Step 1: Understanding the Concept:
The gyromagnetic ratio (\( \gamma \)) is a fundamental constant for a given particle or system that relates its magnetic properties to its rotational (mechanical) properties. It quantifies the magnetic moment generated by the angular momentum of the particle.
Step 2: Key Formula or Approach:
The definition of the gyromagnetic ratio for a particle is the ratio of its magnetic dipole moment (\( \vec{\mu} \)) to its angular momentum (\( \vec{L} \)).
\[ \gamma = \frac{|\vec{\mu}|}{|\vec{L}|} \]
For an orbiting electron, the orbital magnetic moment is \( \mu_L \) and the orbital angular momentum is \( L \).
Step 3: Detailed Explanation:
According to the Bohr model for an electron revolving in an orbit, its motion constitutes a current loop.

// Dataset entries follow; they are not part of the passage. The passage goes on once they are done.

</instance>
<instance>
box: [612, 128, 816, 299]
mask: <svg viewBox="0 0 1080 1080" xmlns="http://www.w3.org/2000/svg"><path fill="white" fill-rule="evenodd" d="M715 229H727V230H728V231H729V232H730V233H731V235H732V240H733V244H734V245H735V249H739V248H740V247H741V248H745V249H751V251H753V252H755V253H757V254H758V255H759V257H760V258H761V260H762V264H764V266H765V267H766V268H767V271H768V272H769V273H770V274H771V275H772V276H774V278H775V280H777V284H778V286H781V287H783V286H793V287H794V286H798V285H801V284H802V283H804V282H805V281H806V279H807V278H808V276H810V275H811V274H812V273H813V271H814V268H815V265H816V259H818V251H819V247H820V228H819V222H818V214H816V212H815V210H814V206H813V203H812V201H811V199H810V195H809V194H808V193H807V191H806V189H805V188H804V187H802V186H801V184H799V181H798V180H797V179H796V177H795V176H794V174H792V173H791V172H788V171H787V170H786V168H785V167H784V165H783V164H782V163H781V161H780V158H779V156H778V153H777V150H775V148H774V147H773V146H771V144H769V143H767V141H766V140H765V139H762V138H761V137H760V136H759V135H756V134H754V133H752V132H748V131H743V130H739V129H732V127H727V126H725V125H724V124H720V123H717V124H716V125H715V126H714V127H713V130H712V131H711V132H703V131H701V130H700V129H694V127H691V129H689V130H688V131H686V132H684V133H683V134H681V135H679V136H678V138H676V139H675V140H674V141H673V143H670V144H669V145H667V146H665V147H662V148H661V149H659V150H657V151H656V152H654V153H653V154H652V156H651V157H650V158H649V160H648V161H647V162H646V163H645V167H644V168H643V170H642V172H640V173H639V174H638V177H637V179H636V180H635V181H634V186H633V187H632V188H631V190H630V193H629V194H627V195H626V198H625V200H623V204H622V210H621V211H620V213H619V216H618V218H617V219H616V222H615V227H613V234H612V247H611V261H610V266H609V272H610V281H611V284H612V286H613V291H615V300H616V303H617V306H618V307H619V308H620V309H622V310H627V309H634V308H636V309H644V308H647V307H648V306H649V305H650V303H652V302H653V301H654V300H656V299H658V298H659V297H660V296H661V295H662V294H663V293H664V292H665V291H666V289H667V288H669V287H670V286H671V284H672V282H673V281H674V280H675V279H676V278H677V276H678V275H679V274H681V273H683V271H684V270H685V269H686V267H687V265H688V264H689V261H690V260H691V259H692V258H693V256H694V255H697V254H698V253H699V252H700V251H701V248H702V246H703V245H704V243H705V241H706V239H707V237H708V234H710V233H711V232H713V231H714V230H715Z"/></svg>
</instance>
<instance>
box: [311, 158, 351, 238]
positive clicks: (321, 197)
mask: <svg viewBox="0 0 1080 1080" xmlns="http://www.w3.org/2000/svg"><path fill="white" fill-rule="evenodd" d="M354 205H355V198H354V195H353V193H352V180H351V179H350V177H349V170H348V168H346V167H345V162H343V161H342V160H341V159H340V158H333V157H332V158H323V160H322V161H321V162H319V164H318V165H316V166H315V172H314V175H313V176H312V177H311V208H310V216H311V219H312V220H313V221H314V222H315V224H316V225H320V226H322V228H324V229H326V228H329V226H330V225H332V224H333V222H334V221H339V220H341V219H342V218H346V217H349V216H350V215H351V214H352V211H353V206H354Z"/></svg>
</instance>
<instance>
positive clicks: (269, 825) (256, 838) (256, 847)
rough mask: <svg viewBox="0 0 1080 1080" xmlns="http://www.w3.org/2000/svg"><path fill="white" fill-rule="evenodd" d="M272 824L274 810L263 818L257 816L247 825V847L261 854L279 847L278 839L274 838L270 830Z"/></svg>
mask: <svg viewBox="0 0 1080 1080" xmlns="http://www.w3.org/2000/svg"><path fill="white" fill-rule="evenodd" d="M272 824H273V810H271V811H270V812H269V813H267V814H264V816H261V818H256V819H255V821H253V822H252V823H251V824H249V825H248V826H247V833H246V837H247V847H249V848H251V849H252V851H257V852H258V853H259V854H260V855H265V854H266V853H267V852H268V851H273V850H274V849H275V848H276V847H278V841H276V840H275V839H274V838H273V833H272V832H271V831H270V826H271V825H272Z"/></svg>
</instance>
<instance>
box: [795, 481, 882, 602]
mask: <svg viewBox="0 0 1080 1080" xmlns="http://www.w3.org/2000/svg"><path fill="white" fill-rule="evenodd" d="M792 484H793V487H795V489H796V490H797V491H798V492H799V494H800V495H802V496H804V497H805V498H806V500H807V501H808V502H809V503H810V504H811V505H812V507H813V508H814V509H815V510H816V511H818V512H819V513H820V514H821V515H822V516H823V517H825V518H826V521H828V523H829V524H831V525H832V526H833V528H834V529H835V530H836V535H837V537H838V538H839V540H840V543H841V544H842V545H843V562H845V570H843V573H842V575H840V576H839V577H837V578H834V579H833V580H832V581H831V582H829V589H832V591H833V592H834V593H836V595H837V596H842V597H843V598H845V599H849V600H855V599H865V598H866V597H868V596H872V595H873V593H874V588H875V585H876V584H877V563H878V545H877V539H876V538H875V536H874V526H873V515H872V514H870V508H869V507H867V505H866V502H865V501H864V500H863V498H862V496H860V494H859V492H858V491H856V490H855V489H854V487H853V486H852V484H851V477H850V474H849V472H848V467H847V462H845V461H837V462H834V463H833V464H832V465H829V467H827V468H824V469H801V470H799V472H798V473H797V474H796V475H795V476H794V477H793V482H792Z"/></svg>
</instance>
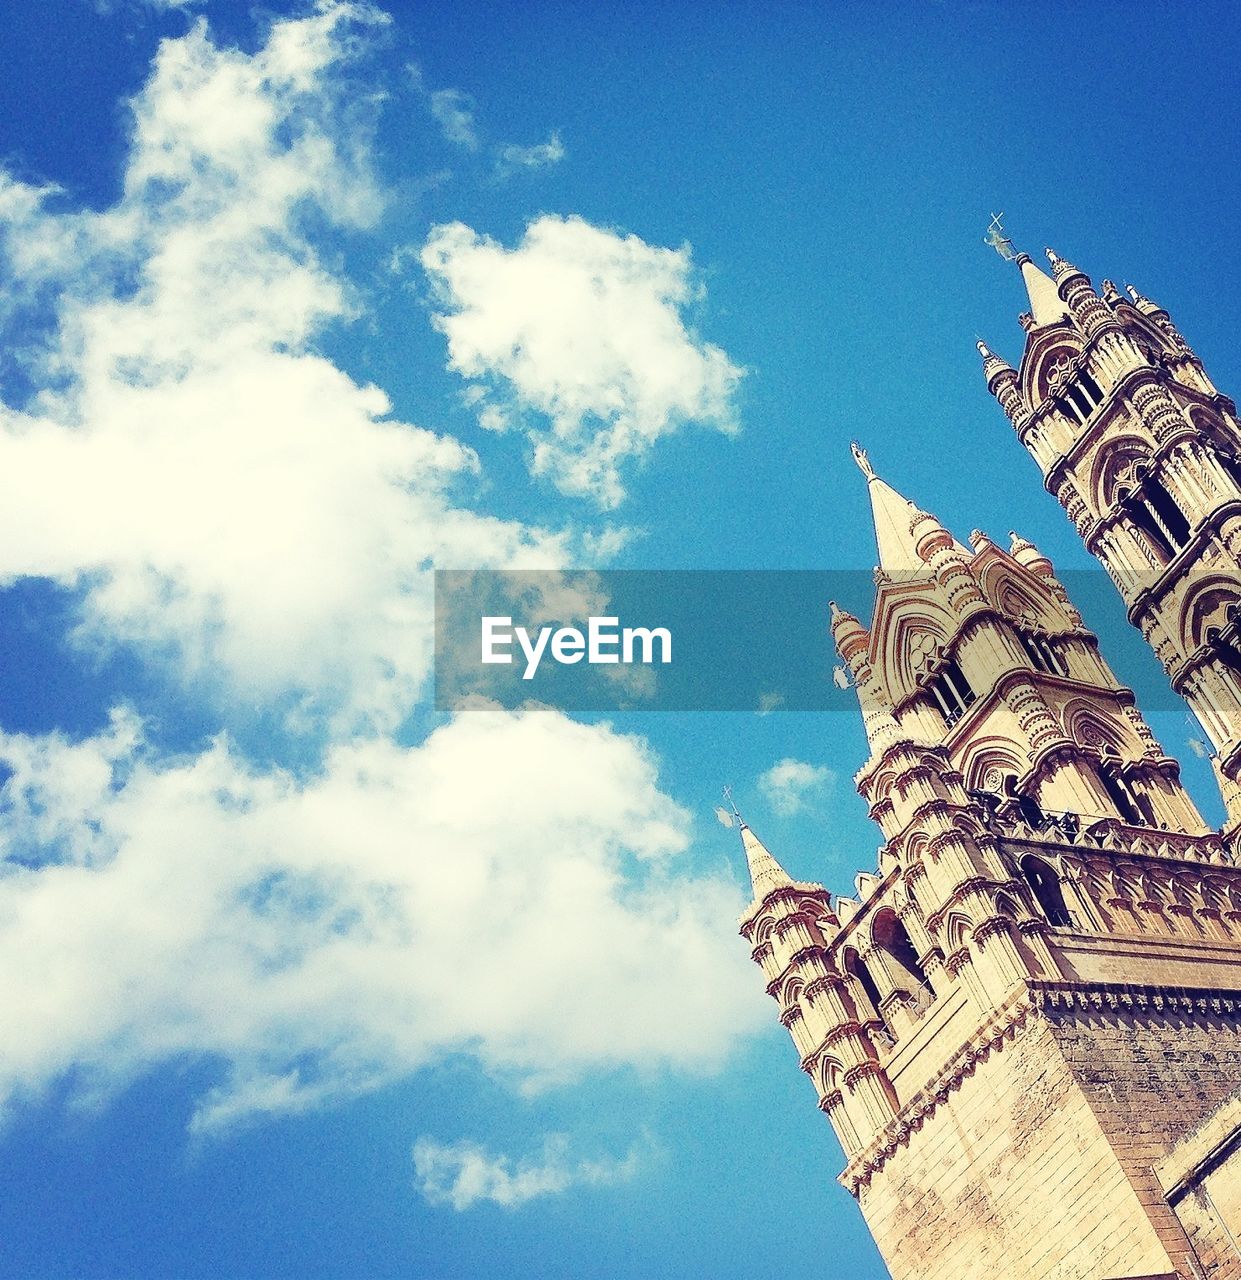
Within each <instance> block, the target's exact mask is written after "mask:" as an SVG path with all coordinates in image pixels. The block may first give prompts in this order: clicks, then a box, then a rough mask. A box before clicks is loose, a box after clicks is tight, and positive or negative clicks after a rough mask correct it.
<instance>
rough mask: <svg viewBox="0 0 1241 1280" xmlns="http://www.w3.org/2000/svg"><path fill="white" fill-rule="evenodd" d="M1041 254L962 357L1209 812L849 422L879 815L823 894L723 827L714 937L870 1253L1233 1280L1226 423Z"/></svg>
mask: <svg viewBox="0 0 1241 1280" xmlns="http://www.w3.org/2000/svg"><path fill="white" fill-rule="evenodd" d="M1006 256H1009V255H1006ZM1047 256H1048V260H1049V265H1050V270H1049V271H1044V270H1043V269H1040V268H1039V266H1038V265H1036V264H1035V262H1034V261H1032V260H1031V259H1030V257H1029V256H1027V255H1025V253H1015V255H1011V257H1012V260H1013V262H1015V265H1016V268H1017V270H1020V273H1021V275H1022V279H1024V282H1025V287H1026V292H1027V294H1029V301H1030V308H1029V311H1027V312H1026V314H1025V315H1022V316H1021V326H1022V329H1024V330H1025V349H1024V353H1022V358H1021V362H1020V367H1017V369H1013V367H1012V366H1011V365H1008V364H1007V362H1006V361H1003V360H1002V358H1000V357H999V356H995V355H993V353H992V352H990V351H989V349H988V347H986V346H985V344H983V343H979V351H980V353H981V356H983V371H984V376H985V379H986V385H988V388H989V389H990V392H992V394H993V396H994V398H995V399H997V401H998V402H999V404H1000V407H1002V408H1003V411H1004V413H1006V415H1007V416H1008V420H1009V422H1011V424H1012V428H1013V430H1015V431H1016V433H1017V436H1018V439H1020V440H1021V443H1022V444H1024V445H1025V447H1026V449H1029V452H1030V453H1031V454H1032V457H1034V461H1035V462H1036V465H1038V466H1039V468H1040V470H1041V472H1043V477H1044V483H1045V485H1047V488H1048V490H1049V492H1050V493H1053V494H1054V495H1055V497H1057V498H1058V499H1059V502H1061V504H1062V506H1063V507H1064V509H1066V512H1067V513H1068V517H1070V518H1071V520H1072V522H1073V525H1075V526H1076V529H1077V531H1079V532H1080V535H1081V538H1082V540H1084V543H1085V545H1086V548H1087V549H1089V550H1090V553H1091V554H1094V556H1095V557H1098V559H1099V561H1100V562H1102V564H1103V567H1104V568H1105V570H1107V572H1108V575H1109V577H1111V579H1112V581H1113V582H1114V585H1116V589H1117V590H1118V591H1119V593H1121V595H1122V598H1123V600H1125V604H1126V607H1127V611H1128V618H1130V621H1131V622H1132V623H1134V625H1135V626H1136V627H1139V628H1140V631H1141V634H1142V635H1144V636H1145V637H1146V640H1148V641H1149V643H1150V645H1151V648H1153V649H1154V652H1155V654H1157V657H1158V658H1159V660H1160V662H1162V663H1163V667H1164V669H1166V672H1167V675H1168V678H1169V680H1171V682H1172V686H1173V689H1174V690H1177V691H1178V692H1180V694H1181V695H1182V696H1183V698H1185V699H1186V701H1187V703H1189V705H1190V707H1191V709H1192V710H1194V713H1195V714H1196V717H1198V719H1199V721H1200V722H1201V724H1203V730H1204V732H1205V735H1206V736H1208V737H1209V740H1210V742H1212V746H1213V764H1214V769H1215V774H1217V777H1218V781H1219V786H1221V791H1222V794H1223V799H1224V805H1226V812H1227V819H1226V822H1224V826H1223V829H1221V831H1215V829H1213V828H1210V827H1209V826H1208V824H1206V823H1205V822H1204V820H1203V818H1201V815H1200V814H1199V812H1198V809H1196V808H1195V805H1194V801H1192V800H1191V799H1190V796H1189V794H1187V792H1186V791H1185V790H1183V787H1182V785H1181V780H1180V768H1178V764H1177V762H1176V760H1174V759H1172V758H1171V756H1169V755H1168V754H1167V753H1166V751H1164V749H1163V748H1162V746H1160V744H1159V742H1158V741H1157V740H1155V736H1154V733H1153V732H1151V730H1150V727H1149V726H1148V723H1146V721H1145V719H1144V718H1142V714H1141V710H1140V708H1139V707H1137V705H1136V703H1135V698H1134V694H1132V691H1131V690H1128V689H1126V687H1125V686H1123V685H1121V684H1119V681H1118V680H1117V678H1116V676H1114V675H1113V672H1112V669H1111V668H1109V667H1108V663H1107V659H1105V657H1104V655H1103V654H1102V653H1100V649H1099V644H1098V640H1096V637H1095V636H1094V635H1093V634H1091V632H1090V630H1089V628H1087V627H1086V626H1085V625H1084V623H1082V618H1081V614H1080V613H1079V612H1077V609H1076V608H1075V607H1073V602H1072V600H1071V599H1070V595H1068V593H1067V591H1066V589H1064V586H1063V584H1062V582H1061V581H1059V580H1058V579H1057V576H1055V571H1054V568H1053V566H1052V563H1050V562H1049V561H1048V558H1047V557H1045V556H1043V554H1040V552H1039V550H1038V549H1036V548H1035V547H1034V545H1032V544H1031V543H1029V541H1027V540H1026V539H1024V538H1021V536H1018V535H1017V534H1012V535H1011V543H1009V545H1007V547H1003V545H998V544H997V543H993V541H992V540H990V539H989V538H988V536H985V535H984V534H980V532H974V534H971V535H970V539H968V544H962V543H961V541H958V540H957V539H956V538H954V536H953V534H952V532H949V531H948V529H945V527H944V525H942V524H940V522H939V521H938V520H937V518H935V517H934V516H931V515H929V513H926V512H925V511H921V509H919V508H917V507H916V506H915V504H913V503H912V502H910V500H908V499H907V498H905V497H903V495H902V494H899V493H898V492H897V490H896V489H893V488H892V486H890V485H889V484H887V483H885V481H884V480H883V479H881V477H880V476H879V475H876V474H875V470H874V467H873V466H871V463H870V460H869V458H867V457H866V454H865V453H864V452H862V451H861V449H860V448H857V447H856V445H855V448H853V453H855V460H856V461H857V463H858V466H860V468H861V471H862V475H864V477H865V483H866V485H867V488H869V493H870V503H871V509H873V515H874V524H875V540H876V544H878V566H876V571H875V582H876V590H875V602H874V611H873V616H871V620H870V625H869V626H864V625H862V623H861V621H860V620H858V618H856V617H853V616H852V614H850V613H846V612H843V611H841V609H839V608H837V607H835V605H834V604H833V605H832V632H833V637H834V640H835V645H837V648H838V650H839V653H841V658H842V662H843V663H844V668H846V671H847V673H848V680H850V682H851V684H852V685H853V687H855V689H856V692H857V699H858V705H860V712H861V716H862V721H864V724H865V730H866V739H867V744H869V758H867V759H866V762H865V763H864V764H862V767H861V768H860V769H858V772H857V774H856V783H857V788H858V791H860V794H861V795H862V797H864V799H865V800H866V804H867V805H869V812H870V817H871V818H873V819H874V820H875V822H876V823H878V824H879V828H880V831H881V832H883V841H884V842H883V846H881V849H880V854H879V864H878V867H876V868H875V870H873V872H862V873H861V874H858V876H857V879H856V892H855V895H853V896H852V897H839V896H835V897H833V896H832V895H829V893H828V892H826V891H825V890H824V888H823V886H820V884H814V883H802V882H797V881H793V879H792V878H791V877H789V876H788V874H787V873H786V872H784V869H783V868H782V867H780V865H779V863H778V861H777V860H775V858H774V856H773V854H771V852H770V851H769V850H768V849H766V847H765V846H764V845H763V844H761V841H760V840H759V838H757V836H756V835H755V833H754V831H751V829H750V828H748V827H747V826H746V824H745V823H742V824H741V836H742V844H743V846H745V852H746V859H747V863H748V868H750V876H751V881H752V886H754V900H752V902H751V904H750V906H748V909H747V911H746V914H745V915H743V918H742V920H741V932H742V936H743V937H745V938H746V941H747V942H748V943H750V946H751V947H752V955H754V959H755V961H756V963H757V964H759V965H760V966H761V969H763V974H764V978H765V980H766V989H768V992H769V993H770V995H771V996H773V997H774V1000H775V1001H777V1004H778V1005H779V1010H780V1012H779V1018H780V1021H782V1023H783V1024H784V1027H786V1028H787V1029H788V1033H789V1036H791V1037H792V1039H793V1043H794V1046H796V1048H797V1052H798V1055H800V1060H801V1066H802V1070H803V1071H806V1074H807V1075H809V1076H810V1079H811V1080H812V1082H814V1085H815V1089H816V1092H818V1096H819V1106H820V1110H821V1111H824V1112H825V1114H826V1116H828V1120H829V1121H830V1123H832V1126H833V1129H834V1130H835V1134H837V1137H838V1138H839V1140H841V1144H842V1147H843V1149H844V1157H846V1165H844V1170H843V1172H842V1174H841V1181H842V1183H843V1185H844V1187H846V1188H847V1190H848V1192H850V1193H851V1194H852V1196H853V1197H855V1198H856V1199H857V1202H858V1204H860V1207H861V1211H862V1215H864V1216H865V1220H866V1224H867V1226H869V1228H870V1231H871V1234H873V1235H874V1238H875V1242H876V1244H878V1247H879V1251H880V1253H881V1254H883V1258H884V1261H885V1262H887V1265H888V1268H889V1270H890V1272H892V1275H893V1277H896V1280H907V1277H908V1280H975V1277H979V1280H981V1277H986V1280H995V1277H1004V1280H1140V1277H1141V1280H1224V1277H1229V1280H1231V1277H1238V1280H1241V867H1238V858H1237V841H1238V831H1241V425H1238V420H1237V416H1236V406H1235V404H1233V402H1232V401H1231V399H1228V397H1227V396H1223V394H1222V393H1219V392H1218V390H1217V389H1215V388H1214V385H1213V384H1212V381H1210V379H1209V376H1208V375H1206V371H1205V370H1204V369H1203V365H1201V362H1200V361H1199V360H1198V357H1196V356H1195V353H1194V351H1192V349H1191V348H1190V347H1189V344H1187V343H1186V342H1185V339H1183V338H1182V335H1181V334H1180V333H1178V330H1177V328H1176V325H1174V324H1173V321H1172V319H1171V316H1169V315H1168V312H1167V311H1166V310H1163V307H1160V306H1159V305H1157V303H1154V302H1151V301H1149V300H1148V298H1145V297H1142V296H1141V294H1140V293H1137V292H1136V291H1135V289H1132V288H1130V289H1128V291H1127V293H1122V292H1121V291H1118V289H1117V288H1116V287H1114V285H1113V284H1112V283H1111V282H1108V280H1104V282H1103V283H1102V287H1100V288H1099V289H1095V288H1094V287H1093V284H1091V282H1090V279H1087V276H1086V275H1084V274H1082V273H1081V271H1080V270H1077V268H1076V266H1073V265H1072V264H1070V262H1067V261H1066V260H1064V259H1062V257H1058V256H1057V255H1055V253H1053V252H1052V251H1048V255H1047Z"/></svg>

This current loop possesses a magnetic dipole moment. The electron also has orbital angular momentum due to its motion.
- The orbital magnetic moment is given by \( \mu_L = \frac{e}{2m_e} L \), where \( e \) is the elementary charge, \( m_e \) is the mass of the electron, and \( L \) is the magnitude of the orbital angular momentum.
- Rearranging this formula gives the ratio:
\[ \frac{\mu_L}{L} = \frac{e}{2m_e} \]
This ratio, \( \frac{\mu_L}{L} \), is defined as the gyromagnetic ratio. Thus, it is the ratio of the magnetic moment to the angular momentum.
Let's check the options:
(A) and (D) are incorrect. The ratio of charge to mass (\(e/m\)) is the specific charge.
(B) and (E) are incorrect as the ratio involves angular momentum, not angular acceleration or angular velocity.
(C) correctly states the definition.
Step 4: Final Answer:
The gyromagnetic ratio of an electron is the ratio between its magnetic moment and its angular momentum. This corresponds to option (C).